In schwierigen Zeiten waren wir bereit, unseren Kopf hinzuhalten, als die Haushalte in Bedrängnis waren. Wir waren bereit, auch für unpopuläre Entscheidungen geradezustehen – umso leichter fällt es uns nun, für einen ausgeglichenen Haushalt mit schwarzen Zahlen die Verantwortung zu übernehmen. Die SPD-Fraktion stimmt daher dem Haushalt 2018 zu.

Den Mitarbeitern der Verwaltung, insbesondere Frau Dunkel und Frau Schutt, allen Kolleginnen und Kollegen des Gemeindevorstandes und Bürgermeister Michael Göllner danken wir herzlich für ihre geleistete Arbeit.

Ich möchte aber abschließend auch die Gelegenheit für einen Dank an alle Kolleginnen und Kollegen der Gemeindevertretung nutzen, die ihr Mandat als Verpflichtung verstehen und das Beste für unsere Gemeinde anstreben.

Wir haben in den eineinhalb Jahren seit der letzten Kommunalwahl in diesem Haus bisher insgesamt 55 Anträge behandelt. Die SPD hat 51 Anträgen zugestimmt und 4-mal mit Nein votiert; die CDU hat 50-mal zugestimmt und 5-mal Nein gesagt. Das deutet auf einen beachtlichen Grad an Gemeinsamkeiten hin.

Wir haben also nicht nur eine Menge Arbeit erledigt, sondern auch gezeigt, dass wir vieles einvernehmlich lösen können, ohne unsere Standpunkte aufzugeben, wo wir das für nötig halten.

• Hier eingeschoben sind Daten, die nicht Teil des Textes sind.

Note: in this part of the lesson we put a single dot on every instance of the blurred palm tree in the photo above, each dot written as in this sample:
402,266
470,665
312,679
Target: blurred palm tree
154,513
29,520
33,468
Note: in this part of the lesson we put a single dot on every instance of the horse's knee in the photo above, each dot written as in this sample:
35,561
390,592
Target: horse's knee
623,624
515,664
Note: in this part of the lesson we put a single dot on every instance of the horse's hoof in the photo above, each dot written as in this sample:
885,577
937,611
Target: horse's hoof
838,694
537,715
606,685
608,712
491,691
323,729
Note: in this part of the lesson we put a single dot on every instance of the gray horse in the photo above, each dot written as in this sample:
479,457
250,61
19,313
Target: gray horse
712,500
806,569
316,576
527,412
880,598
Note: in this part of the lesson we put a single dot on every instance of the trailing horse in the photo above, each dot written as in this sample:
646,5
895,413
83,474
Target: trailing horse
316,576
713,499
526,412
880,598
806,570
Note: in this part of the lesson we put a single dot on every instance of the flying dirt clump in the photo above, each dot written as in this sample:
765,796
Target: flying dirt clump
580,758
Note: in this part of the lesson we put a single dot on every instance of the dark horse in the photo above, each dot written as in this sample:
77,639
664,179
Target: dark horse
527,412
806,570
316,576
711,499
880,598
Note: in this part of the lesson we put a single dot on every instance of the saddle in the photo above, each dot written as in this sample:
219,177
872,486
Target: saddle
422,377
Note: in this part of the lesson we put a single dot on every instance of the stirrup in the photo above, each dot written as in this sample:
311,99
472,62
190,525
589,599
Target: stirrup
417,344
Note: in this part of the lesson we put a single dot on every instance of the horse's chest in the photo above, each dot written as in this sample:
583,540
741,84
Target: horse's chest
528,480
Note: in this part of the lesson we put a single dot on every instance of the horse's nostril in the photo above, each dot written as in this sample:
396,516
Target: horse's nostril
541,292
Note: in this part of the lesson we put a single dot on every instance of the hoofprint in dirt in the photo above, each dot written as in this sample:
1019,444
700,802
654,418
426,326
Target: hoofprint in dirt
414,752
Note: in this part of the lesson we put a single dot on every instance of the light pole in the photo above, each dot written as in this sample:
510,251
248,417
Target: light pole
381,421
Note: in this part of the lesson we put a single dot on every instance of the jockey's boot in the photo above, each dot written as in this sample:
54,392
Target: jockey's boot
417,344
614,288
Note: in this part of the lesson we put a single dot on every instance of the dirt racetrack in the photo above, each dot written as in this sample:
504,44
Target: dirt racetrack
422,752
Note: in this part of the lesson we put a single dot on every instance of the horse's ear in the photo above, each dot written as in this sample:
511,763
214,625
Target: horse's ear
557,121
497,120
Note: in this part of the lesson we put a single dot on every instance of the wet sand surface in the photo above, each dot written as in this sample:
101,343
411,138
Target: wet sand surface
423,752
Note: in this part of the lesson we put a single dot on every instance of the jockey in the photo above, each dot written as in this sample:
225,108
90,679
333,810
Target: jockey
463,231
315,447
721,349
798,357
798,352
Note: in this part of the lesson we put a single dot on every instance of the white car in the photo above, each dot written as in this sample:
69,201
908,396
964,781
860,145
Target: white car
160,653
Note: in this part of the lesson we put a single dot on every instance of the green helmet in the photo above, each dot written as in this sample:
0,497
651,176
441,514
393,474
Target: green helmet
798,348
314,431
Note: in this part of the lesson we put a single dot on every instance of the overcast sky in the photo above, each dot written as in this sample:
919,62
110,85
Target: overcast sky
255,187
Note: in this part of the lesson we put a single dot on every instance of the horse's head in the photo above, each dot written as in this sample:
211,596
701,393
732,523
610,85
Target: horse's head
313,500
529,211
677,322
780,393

Vielleicht gelingt das ja auch heute wieder bei der Abstimmung über den Haushalt 2018.

Zum Schluss ein Wort des CDU-Landtagsabgeordneten Michael Reul, dem ich mich gerne anschließe: “Die Konsolidierungserfolge auf kommunaler Ebene sind in erster Linie ein Verdienst der Verantwortlichen vor Ort in den Kommunen, die auf das Erreichte stolz sein können.”

In diesem Sinne nochmals vielen Dank an alle, die ihren Beitrag geleistet haben.